Approximately 2.9 million non-fatal occupational injuries occurred in 2015, as reported by the U.S. Bureau of Labor Statistics – accumulating millions of dollars in treatment costs. However, three Auburn University graduate students believe they can help.
Rong Huangfu and Harbert College graduate student Mengdie Chen from China, and Robert Granzow, from Camp Hill, Pa., created BioErgo Solutions, a bio-ergonomic device that uses wearable technology and body sensors that captures data when workers are subject to awkward postures or repetitive motions – risk factors for injuries. The team wowed a panel of industry professional judges and won the third annual Tiger Cage business pitch competition, presented by the Harbert College of Business, on March 31.
“Companies are trying to bring in new technologies, but do not have the experience to deal with the data,” said Huangfu, a graduate student in industrial engineering whose team was awarded $10,000, and legal assistance provided by the California-based law firm of Wilson Sonsini Goodrich & Rosati. The winners will also receive space at the Auburn Business Incubator. “Our product will provide the solution from hardware to software and generate information that is ready for companies to use. We believe this will be the future in occupational injury prevention.”
Tiger Cage began in the fall with dozens of teams and was eventually whittled to four finalists after numerous rounds of competition. The finalists each made five-minutes pitches before judges at the Auburn University Hotel and Dixon Conference Center, then took questions.
Second-place went to Soleline, a footwear storage and display solution designed by sophomore engineering major Gibson Wang, junior electrical engineering major Berk Anadur and junior business administration major Frank Nguyen (all from Auburn, Ala.). The team was awarded $6,000 and also earned $500 more by winning the People’s Choice Award, as voted on by the audience.

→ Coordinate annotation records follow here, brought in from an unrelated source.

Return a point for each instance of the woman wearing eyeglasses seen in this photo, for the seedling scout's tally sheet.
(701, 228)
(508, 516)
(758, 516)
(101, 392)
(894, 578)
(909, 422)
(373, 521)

Michael Minkler, a chemical engineering doctoral student from Brookfield, Mo., and Vlad Saveljeus, an MBA student from Chattanooga, Tenn., were awarded $4,000 and took third place for Honey Do, a peer-to-peer mobile app that enables individuals engaged in custom projects to find help locally and nationally.
Trent Briden, a sophomore in finance and piano performance from St. Louis, took fourth place and $2,000. He created Senior Solutions, an online platform focused on retirement community entertainment.
“I was super-impressed with the quality of all four teams,” said Cameron Doody, co-founder of moving company Bellhops, who served as one of four final judges. “When I look at an early-stage startup, I think the most important thing is the team. The second-most important thing is market size and opportunity. The winners clearly had the largest market opportunity. They were the most focused and relevant team to the problem they were solving and they were a little bit further along than some of the other companies.”
Other judges included Erin Inman, President and CEO at Primera Engineers; Steve Poorman, business owner and consultant; and Thomas Stroud, Online Banking Coordinator at Regions Bank.
“Winning the Tiger Cage competition is a remarkable accomplishment for our team, especially given the high bar set by our competitors,” said Granzow, who is seeking his masters in industrial engineering. “After each round of competition, we reworked each slide, taking into account feedback provided by the judges for improvements, forcing us to work together and become a stronger team.”
Chen, who is seeking an MBA and masters in finance at the Harbert College of Business, was the Tiger Cage’s first female finalist. “This was a great experience to put what I’ve learned from business school into practice,” she said. “The business theories and cases suddenly came alive and became a great tool to guide me thoroughly about our business. The Tiger Cage made me crave for more business knowledge and gave me a better understanding of real-world businesses.”
There’s another story to Chen and Huangfu – they are married. “This project definitely brought us closer,” Huangfu said. “We rarely have the chance to work on a project as teammates.”
Chen added, “Working together as husband and wife is a great memory for us. Working together makes us know more about each other and become better at dealing with differences between men and women. Trust and respect are key to business partners – and couples.”